If we disturb the equilibrium, and the system restores itself back to the original equilibrium configuration (through some restoring force, usually gravity), then we say this equilibrium is stable.

The ball, in equilibrium at the bottom of the bowl, returns to this position due to a restoring gravitational force if it is nudged upward.

See also the QuickTime movie of a stable system.

A stable system resists changes. If the atmosphere is stable, then changes to the vertical configuration (the distribution of pollutants) is resisted or inhibited.

When the environmental lapse rate is less than the adiabatic lapse rate, the temperature in a rising air parcel (that is adiabatically expanding) will decrease at a faster rate than the temperature in the surrounding air.

An air parcel that starts at the same temperature as the surrounding will then become colder than the surrounding air if it rises. This makes the air parcel negatively buoyant, and it sinks back down until its temperature is the same as the environmental temperature; the temperature increases at the same rate as it lost temperature, so it ends up at the same altitude as when it started. This demonstrates stable behavior--the vertical motion of the air parcel is suppressed.

If we disturb the equilibrium, and the system accelerates away from the original equilibrium condition, not coming back, then we say this equilibrium is unstable.

The ball, balanced an in equilibrium on top of the inverted bowl, rolls away if we nudged it off this balance point.

See also the QuickTime movie of an unstable system.

Unstable systems are easy to bump into a non-equilibrium state, so change seems to be encouraged. An unstable atmosphere will tend to produce vertical, convective dispersion.

When the environmental lapse rate is greater than the adiabatic lapse rate, the environment loses temperature faster than a rising air parcel.

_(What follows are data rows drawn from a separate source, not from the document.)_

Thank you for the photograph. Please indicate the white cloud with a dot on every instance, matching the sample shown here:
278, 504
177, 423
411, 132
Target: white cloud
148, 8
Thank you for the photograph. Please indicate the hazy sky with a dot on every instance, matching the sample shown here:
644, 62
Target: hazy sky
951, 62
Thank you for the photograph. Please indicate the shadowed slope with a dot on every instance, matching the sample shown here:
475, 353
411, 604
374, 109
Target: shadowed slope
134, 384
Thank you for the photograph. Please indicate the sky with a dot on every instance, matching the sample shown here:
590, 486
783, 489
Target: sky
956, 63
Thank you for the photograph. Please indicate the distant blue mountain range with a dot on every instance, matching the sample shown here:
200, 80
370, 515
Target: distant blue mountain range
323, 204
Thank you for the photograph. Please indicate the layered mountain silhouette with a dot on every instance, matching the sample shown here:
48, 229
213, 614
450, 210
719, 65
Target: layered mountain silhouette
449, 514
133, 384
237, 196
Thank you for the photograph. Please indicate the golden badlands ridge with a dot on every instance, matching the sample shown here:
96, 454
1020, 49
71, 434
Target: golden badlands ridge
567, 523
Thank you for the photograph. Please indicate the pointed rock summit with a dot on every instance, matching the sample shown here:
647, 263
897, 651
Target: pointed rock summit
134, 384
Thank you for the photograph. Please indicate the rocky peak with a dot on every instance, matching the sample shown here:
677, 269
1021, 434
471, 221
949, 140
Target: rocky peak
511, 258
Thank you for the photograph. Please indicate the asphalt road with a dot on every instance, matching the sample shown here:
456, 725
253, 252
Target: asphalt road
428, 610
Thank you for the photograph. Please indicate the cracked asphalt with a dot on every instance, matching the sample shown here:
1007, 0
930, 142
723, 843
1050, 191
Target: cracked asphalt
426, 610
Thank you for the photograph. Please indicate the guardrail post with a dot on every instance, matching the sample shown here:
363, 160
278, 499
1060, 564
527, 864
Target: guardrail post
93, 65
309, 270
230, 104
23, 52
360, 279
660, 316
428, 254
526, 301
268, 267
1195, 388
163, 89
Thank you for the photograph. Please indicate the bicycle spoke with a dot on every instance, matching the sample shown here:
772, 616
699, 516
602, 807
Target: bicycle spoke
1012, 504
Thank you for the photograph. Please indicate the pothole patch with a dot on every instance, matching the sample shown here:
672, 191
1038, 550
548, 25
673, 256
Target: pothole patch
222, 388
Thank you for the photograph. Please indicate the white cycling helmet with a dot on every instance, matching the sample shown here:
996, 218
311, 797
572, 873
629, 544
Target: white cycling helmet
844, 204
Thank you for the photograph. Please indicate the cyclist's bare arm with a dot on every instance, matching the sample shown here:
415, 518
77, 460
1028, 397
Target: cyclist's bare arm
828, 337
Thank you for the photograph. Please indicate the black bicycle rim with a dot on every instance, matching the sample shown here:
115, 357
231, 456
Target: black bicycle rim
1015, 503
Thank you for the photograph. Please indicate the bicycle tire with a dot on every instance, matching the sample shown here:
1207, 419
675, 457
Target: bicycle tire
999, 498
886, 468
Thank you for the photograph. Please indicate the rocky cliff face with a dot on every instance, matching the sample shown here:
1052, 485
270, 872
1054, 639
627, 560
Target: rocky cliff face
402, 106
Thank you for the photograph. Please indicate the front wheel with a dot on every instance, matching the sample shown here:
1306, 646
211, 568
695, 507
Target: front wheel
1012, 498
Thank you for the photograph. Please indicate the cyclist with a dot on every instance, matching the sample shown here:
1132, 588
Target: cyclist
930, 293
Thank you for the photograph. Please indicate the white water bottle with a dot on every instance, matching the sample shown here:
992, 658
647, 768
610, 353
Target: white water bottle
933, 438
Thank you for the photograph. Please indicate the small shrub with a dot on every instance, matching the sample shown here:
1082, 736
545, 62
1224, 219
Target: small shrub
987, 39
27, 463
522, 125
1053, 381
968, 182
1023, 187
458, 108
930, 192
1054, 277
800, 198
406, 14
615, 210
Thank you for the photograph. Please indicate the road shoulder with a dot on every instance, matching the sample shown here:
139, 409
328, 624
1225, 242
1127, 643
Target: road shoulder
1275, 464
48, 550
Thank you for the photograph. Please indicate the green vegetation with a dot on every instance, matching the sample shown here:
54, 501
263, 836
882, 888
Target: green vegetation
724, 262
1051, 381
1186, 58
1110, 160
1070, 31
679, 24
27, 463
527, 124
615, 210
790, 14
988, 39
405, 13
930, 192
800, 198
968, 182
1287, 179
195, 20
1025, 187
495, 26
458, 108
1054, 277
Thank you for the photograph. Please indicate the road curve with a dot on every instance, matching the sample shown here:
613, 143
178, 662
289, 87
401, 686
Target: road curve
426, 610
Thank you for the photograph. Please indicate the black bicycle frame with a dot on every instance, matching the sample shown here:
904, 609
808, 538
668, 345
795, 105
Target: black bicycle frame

If an air parcel starts out with the same temperature as the environment, then is pushed upward (so it adiabatically expands), its temperature will go down to a lesser extent than the surrounding air, so the parcel temperature will be higher than the temperature of the surrounding air. The air parcel will be warmer than its surroundings and thus positively buoyant, and will continue to rise by itself.

This behavior, where the disturbance caused the system to accelerate away from equilibrium, demonstrates a case of unstable equilibrium.

If we disturb the equilibrium, and the system stays in a new equilibrium configuration but not the original one, then we say this equilibrium is neutral.

The ball on the level table stays wherever we move it. It does not come back, but it does not roll away either.

See also the QuickTime movie of a neutral system.

Changes are neither resisted nor enhanced in a system with neutral stability. Atmospheres that are neutral do not resist vertical re-configuration, but it is not encouraged as in the unstable case; thus some convective dispersion takes place at a relatively slow rate, mainly due to random, turbulent air motions.

When the environmental lapse rate is equal to the adiabatic lapse rate, a rising air parcel loses temperature at the same rate as the environment.

In the case above, the air parcel starts at the same temperature as the environment. When the parcel is forced upward, the temperature inside decreases (from adiabatic expansion), but the environmental temperature decreases at the same rate, so the parcel temperature and the environmental temperature are still equal to each other. The air parcel will stay at its new altitude, still in equilibrium with the environment but not in its original position.

This behavior, where the displaced parcel stays wherever it is moved, indicates neutral stability.